Twenty years ago, a British computer scientist, Tim Berners-Lee, posted a short summary of a project on the alt.hypertext newsgroup, and also designed a crude website (http://info.cern.ch/hypertext/WWW/TheProject.html), with a few hyperlinks and some text to describe a project he christened the ‘world wide web’, or W3.
“I wrote the programme using a NeXT (a Steve Jobs company) computer…there were all the software parts to make a ‘wysiwyg’ (what you see is what you get—direct manipulation of text on screen as on the printed, or browsed page) word processor. I just had to add hypertext, (by subclassing the text object),” reminisces Berners-Lee on the W3 website. The W3 idea was conceived in March 1989 when Berners-Lee wrote a proposal, referring to a database and a software project he had built in 1980. With help from Robert Cailliau, he published a more formal proposal (on November 12, 1990) to build a hypertext project.
Thus, what initially started as a project to help CERN, the European organisation for nuclear research, physicists communicate without cumbersome systems, helped bring the power of the internet to the fingertips of users, quite literally. People started flocking to browsers like Mosaic, Netscape Navigator, and Internet Explorer (IE) to browse the new sites. Anyone with hypertext mark-up language (HTML) know-how could make a website. The phenomenon turned into a rage. In February 2009, an internet monitoring company, Netcraft, reported there were 215,675,903 websites with domain names and content on them in 2009, compared to just 18,000 websites in August 1995.
Yet, many users think the terms internet and world wide web are the same. However, while the internet is a global system of interconnected computer networks designed in the 1960s, W3 is one of the services that run on the internet, albeit a very significant one. Between 2005 and 2010, the number of web users doubled and currently, the number is over two billion, according to Internet World Stats.

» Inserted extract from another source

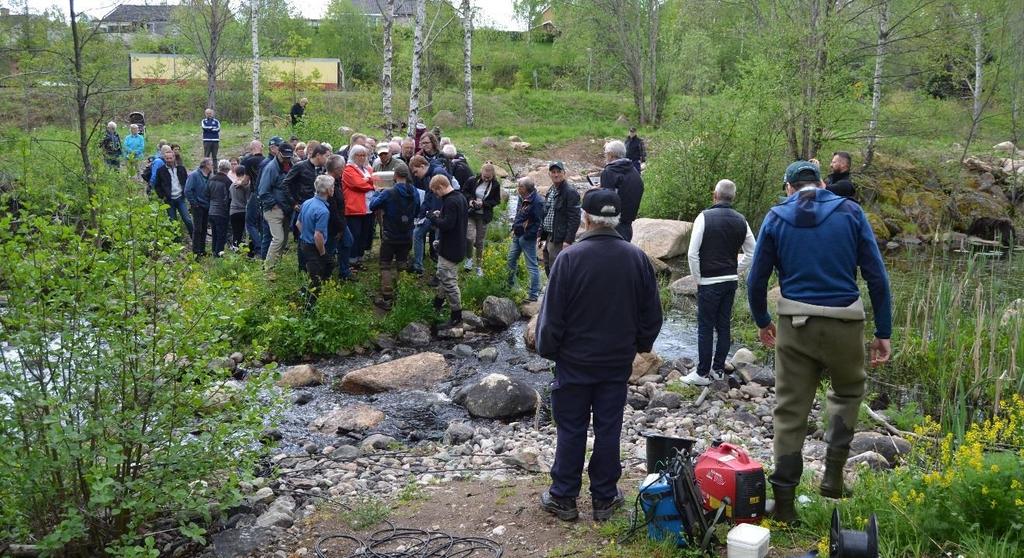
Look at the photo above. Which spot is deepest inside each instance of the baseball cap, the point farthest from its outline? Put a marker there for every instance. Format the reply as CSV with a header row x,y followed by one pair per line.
x,y
802,171
602,203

India alone has a little over 100 million internet users. Mosaic is now Firefox, while the Netscape browser is history. IE remains the market leader, but with a dwindling marketshare, while Google’s Chrome browser is gaining ground and Apple has a steady Safari browser following.
Web 2.0
The web, which started out as simple hyperlinks, graduated to Web 2.0 (the term was made popular by Tim O’Reilly, but dismissed as jargon by Berners-Lee) around 2000 and involved interactivity (using scripting and programming languages like Ajax, Flash and Javascript), animated images and more importantly, user-generated content. Examples include social networking sites, blogs, wikis, video-sharing sites, hosted services, web applications, mashups and folksonomies, which encouraged interactivity and collaboration.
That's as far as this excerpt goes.